The circulatory system brings many substances to cells and then removes waste products that are the result of metabolism. Some of these substances cannot enter or return through the capillary walls, including excess fluid and protein molecules and they are then returned to the blood as lymph.
Sewer or Subway? (as one study put it)
Until recently, the lymphatic system has been regarded as the sewer of the vasculature (the network of blood vessels), draining fluid, proteins and lipids (fats) from the interstitial (means between things) spaces into the blood. Recent studies show that the lymphatic role in lipid transport is an active and complicated process. When lymphatic function is compromised, there are consequences to lipid metabolism and transport, which can result in lipid accumulation throughout the body. Uh-oh. That’s not good. Yet another reason to think more about the health of this important system.
Major parts of the system are the spleen, bone marrow, thymus gland, lymph nodes, adenoids and the tonsils.
Lymph vessels collect this interstitial fluid and return it to the bloodstream by first emptying it into tiny vessels and then emptying it into large veins called thoracic ducts in the upper chest near the neck. The thoracic duct runs right up through the chest and empties into the blood through a large vein near the left side of the neck. The right lymphatic duct collects lymph from the right side of the neck, chest, and arm, and empties into a large vein near the right side of the neck.

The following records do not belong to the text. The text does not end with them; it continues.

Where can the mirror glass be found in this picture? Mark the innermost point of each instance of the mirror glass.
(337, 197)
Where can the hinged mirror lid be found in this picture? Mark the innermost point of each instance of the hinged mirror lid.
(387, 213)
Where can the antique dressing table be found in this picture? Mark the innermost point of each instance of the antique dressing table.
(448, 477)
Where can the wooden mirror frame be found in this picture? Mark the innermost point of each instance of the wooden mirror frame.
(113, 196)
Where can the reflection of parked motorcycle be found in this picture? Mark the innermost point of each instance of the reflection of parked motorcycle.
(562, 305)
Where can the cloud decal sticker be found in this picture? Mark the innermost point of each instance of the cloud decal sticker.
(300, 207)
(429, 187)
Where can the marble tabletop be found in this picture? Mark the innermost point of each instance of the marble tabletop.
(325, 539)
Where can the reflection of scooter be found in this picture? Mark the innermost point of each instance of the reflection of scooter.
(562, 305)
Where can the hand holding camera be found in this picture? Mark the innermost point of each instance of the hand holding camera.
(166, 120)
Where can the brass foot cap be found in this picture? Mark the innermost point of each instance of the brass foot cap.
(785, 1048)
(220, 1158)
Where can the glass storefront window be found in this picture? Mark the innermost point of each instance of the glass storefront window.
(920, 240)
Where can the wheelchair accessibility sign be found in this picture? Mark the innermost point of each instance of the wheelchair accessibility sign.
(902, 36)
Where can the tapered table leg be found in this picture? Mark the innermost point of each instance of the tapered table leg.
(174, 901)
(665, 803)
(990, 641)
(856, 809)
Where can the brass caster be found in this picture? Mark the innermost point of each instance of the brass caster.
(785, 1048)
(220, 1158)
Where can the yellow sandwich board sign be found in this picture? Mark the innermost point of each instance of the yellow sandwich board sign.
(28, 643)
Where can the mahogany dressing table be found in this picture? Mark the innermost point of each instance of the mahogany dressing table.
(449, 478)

Located in the upper left part of the abdomen under the ribcage, the spleen clears out worn red blood cells and other foreign substances from the bloodstream to help fight off infection.
Lymph nodes are little blood filters and can be up to the size of an almond. Most of the lymph nodes are found in clusters in the neck, armpit, and groin area, but are also located along the lymphatic pathways in the chest and abdomen. Inside the lymph nodes, lymphocytes (white blood cells) help the body fight infection. All lymphocytes develop in the bone marrow from immature cells called stem cells. Lymphocytes that mature in the thymus are called T-cells. The thymus is the largest at puberty and weighs a little more than an ounce. It may be small, but it plays an important role in the body’s immunity mechanism. Other lymphocytes mature in the bone marrow or lymphatic organs and are called B-cells.
You are the Pump
Unlike the circulatory system that has the heart as a pump, the lymphatic system does not have a pump but relies on movement to move fluids around your body. Yet another important reason to move your body! Here are some easy tips to keep your lymphatic system moving.
• A blond and a brunette walked into a bar….or whatever joke you care to think of that makes you laugh. A deep belly laugh causes your diaphragm to move up and down acting as a pump for the lymphatic system. Yet another reason to laugh, besides stress relief.
• Many of your lymphatic vessels are enmeshed inside your muscles. Moving generates pressure against the lymphatic vessels causing the flow of fluid. Get moving!
• Jump on a trampoline or a rebounder. The up and down motion moves fluid. Someone told me once that flying with a jet pilot at the speed of sound cleared out his swollen ‘glands.’ Not sure that is a great idea-possibly our bodies are not meant to work quite that fast! By the way, lymph nodes aren’t really glands.
• Healthy heart, healthy lymphatic system. Your arterial blood vessels produce strong pulsations that also generate movement against adjacent lymphatic vessels. Aren’t our bodies amazing?
• You’ll love this one-get a massage. Massage stimulates the lymph nodes and helps them to drain. This is good for most people, but see your health practitioner and ask if lymphatic massage is appropriate for you.
Healthy foods and adequate water promote flexible blood vessel walls. Yes, there is always a healthy eating component when you are learning about your body. Here are some easy food and water tips to keep your lymphatic system healthy.
• Drink enough pure water. Most people should drink about 8 glasses a day. I drink more; you might drink a little less.
• Toxins, whether they are in your food or in your hair and skin products put an extra strain on your lymphatic system. Avoid artificial sweeteners, excess sugar, refined foods and foods with preservatives. Eat organic food when you can.
• Healthy fats are good for your lymphatic system. Good sources include essential fatty acids found in flax seeds and oil, hemp seeds and oil, walnuts, almonds, pumpkin seeds and cold-water fish, such as salmon and sardines. Be sure to purchase raw nuts and seeds and if you want them roasted, do so yourself.
Your lymphatic system needs to flow freely. When it backs up, there’s trouble. Not only are the building, repair and waste disposal systems affected by a disruption, such as what happens when you’re a complete couch potato, but also the body’s defenses against foreign substances are compromised. In addition to filtering out toxic materials, the lymph nodes also produce substances that fight off viruses and bacteria and destroy abnormal cells, such as cancer cells. Besides being part of the body’s plumbing and repair system, the lymphatic system is an essential part of our immune system, so take good care of it.